Passamos a enxergar o mundo com outros olhos: com os olhos do coração. E passamos a olhar para frente – para o futuro, pois nele está Deus com seu amor, sua misericórdia. Esse futuro já se faz presente nas bem-aventuranças proferidas por Jesus Cristo. Jesus convida-nos e nos desafia. Ele nos ensina o que pessoas bem-aventuradas produzem:
• Elas são humildes e, espiritualmente pobres, perguntam pela vontade de Deus.
• Elas sofrem pelo mundo e não se conformam com o mal nele praticado.
• Elas são gentis, e seu objetivo é transformar situações.
• Elas desejam relacionamentos pautados pela justiça que reflete a justiça de Deus.
• Elas são misericordiosas, pois correspondem à misericórdia e ao amor de Deus.
• Elas ouvem e obedecem à vontade de Deus para concretizá-la em seus relacionamentos.
• Elas promovem a paz tal qual o Salvador promoveu paz entre Deus e a humanidade.
• Elas suportam a hostilidade do mundo ao praticar os mandamentos divinos.
Ali onde se procura viver segundo a vontade de Deus, ali o reino de Deus já se revela:
• Muros são derrubados.
• Armas são transformadas em ferramentas.
• A justiça social torna-se uma prática geral.
• Os excluídos são trazidos para a comunhão.
• Os exilados são acolhidos.
• Os doentes recebem tratamento e cuidado.
• Inimigos reconciliam-se como irmãos.
• Direitos humanos são respeitados.
E Jesus Cristo conclui: Aos bem-aventurados pertence o reino dos céus!
Sugestão de vídeo: www.hansgruener.de/docs_d/lieder/selig_seid_ihr.htm
Tradução:
1. Bem-aventurados são vocês se viverem em simplicidade. Bem-aventurados são vocês se souberem carregar fardos.
2. Bem-aventurados são vocês se aprenderem a amar.

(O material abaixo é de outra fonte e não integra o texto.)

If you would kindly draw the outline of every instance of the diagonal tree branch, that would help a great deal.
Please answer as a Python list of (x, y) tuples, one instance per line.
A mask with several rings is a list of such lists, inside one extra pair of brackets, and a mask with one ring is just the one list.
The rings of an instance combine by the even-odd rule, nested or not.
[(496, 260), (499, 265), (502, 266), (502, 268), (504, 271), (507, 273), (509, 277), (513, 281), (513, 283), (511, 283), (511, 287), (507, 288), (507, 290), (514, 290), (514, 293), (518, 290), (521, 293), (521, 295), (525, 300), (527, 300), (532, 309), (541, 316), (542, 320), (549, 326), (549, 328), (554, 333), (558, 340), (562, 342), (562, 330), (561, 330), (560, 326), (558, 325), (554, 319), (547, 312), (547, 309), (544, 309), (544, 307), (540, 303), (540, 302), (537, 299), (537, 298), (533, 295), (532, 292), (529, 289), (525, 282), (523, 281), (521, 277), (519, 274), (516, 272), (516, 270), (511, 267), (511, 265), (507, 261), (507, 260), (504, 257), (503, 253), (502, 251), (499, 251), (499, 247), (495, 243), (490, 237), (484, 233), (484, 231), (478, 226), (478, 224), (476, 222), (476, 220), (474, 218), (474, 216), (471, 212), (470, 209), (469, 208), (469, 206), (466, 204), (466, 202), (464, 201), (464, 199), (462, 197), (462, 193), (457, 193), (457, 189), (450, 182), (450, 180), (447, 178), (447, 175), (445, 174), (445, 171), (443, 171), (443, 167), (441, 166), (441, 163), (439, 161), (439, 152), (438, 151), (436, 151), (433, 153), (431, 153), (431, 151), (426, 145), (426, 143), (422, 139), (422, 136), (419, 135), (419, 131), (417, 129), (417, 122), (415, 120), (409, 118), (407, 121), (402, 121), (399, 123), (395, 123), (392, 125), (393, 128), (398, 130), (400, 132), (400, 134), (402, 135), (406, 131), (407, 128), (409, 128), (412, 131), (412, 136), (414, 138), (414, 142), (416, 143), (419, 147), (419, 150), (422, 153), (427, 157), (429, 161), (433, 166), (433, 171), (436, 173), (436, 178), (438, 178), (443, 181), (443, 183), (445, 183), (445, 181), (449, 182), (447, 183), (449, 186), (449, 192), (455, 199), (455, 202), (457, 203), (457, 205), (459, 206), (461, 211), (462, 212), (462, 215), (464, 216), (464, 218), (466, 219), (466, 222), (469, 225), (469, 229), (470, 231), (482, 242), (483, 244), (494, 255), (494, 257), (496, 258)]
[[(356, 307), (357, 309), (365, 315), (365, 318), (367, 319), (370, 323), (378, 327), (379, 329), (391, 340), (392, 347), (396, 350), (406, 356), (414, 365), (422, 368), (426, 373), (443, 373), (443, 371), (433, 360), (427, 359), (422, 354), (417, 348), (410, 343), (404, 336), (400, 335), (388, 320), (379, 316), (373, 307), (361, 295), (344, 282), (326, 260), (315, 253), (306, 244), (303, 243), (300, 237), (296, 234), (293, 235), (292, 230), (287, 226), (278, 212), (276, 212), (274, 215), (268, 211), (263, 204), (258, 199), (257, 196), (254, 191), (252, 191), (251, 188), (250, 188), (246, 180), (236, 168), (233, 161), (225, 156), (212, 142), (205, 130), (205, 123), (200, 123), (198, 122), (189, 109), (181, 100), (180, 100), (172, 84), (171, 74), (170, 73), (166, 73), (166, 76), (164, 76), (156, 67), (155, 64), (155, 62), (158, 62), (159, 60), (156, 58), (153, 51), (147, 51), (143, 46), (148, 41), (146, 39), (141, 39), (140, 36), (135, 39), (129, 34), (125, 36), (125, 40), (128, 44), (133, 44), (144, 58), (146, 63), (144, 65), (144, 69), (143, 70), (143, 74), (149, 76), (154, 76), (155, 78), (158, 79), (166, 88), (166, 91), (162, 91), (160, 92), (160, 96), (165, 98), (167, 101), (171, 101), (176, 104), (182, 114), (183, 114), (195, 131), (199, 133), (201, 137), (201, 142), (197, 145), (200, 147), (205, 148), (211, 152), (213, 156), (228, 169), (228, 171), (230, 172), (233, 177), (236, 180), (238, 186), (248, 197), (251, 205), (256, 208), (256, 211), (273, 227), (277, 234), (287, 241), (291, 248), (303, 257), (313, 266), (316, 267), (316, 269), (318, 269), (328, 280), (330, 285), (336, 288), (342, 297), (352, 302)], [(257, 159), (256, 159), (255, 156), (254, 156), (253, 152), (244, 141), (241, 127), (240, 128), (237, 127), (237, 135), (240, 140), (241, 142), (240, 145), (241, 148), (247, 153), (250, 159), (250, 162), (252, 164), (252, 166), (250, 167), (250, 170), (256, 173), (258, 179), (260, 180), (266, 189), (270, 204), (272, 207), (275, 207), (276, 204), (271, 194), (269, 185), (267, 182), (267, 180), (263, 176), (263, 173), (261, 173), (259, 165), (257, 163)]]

Bem-aventurados são vocês se ousarem praticar o bem.
3. Bem-aventurados são vocês se forem sensíveis ao sofrimento. Bem-aventurados são vocês se permanecerem honestos.
4. Bem-aventurados são vocês se promoverem a paz. Bem-aventurados são vocês se perceberem a injustiça.
(Letra: Friedrich Karl Barth e Peter Horst; Melodia: Peter Janssens)
Bibliografia
GASS, Ildo Bohn. As bem-aventuranças como caminho de santidade (www.cebi. org.br).
MESTERS, Carlos; LOPES, Mercedes e OROFINO, Francisco. Travessia: Quero misericórdia e não sacrifício. A Palavra da Vida 135/136 (www.ihu.unisinos.br).
SCHUCHARDT, Peter. Prédica: Mateus 5.1-12. In: Göttinger Predigten im Internet (www.predigten.uni-goettingen.de).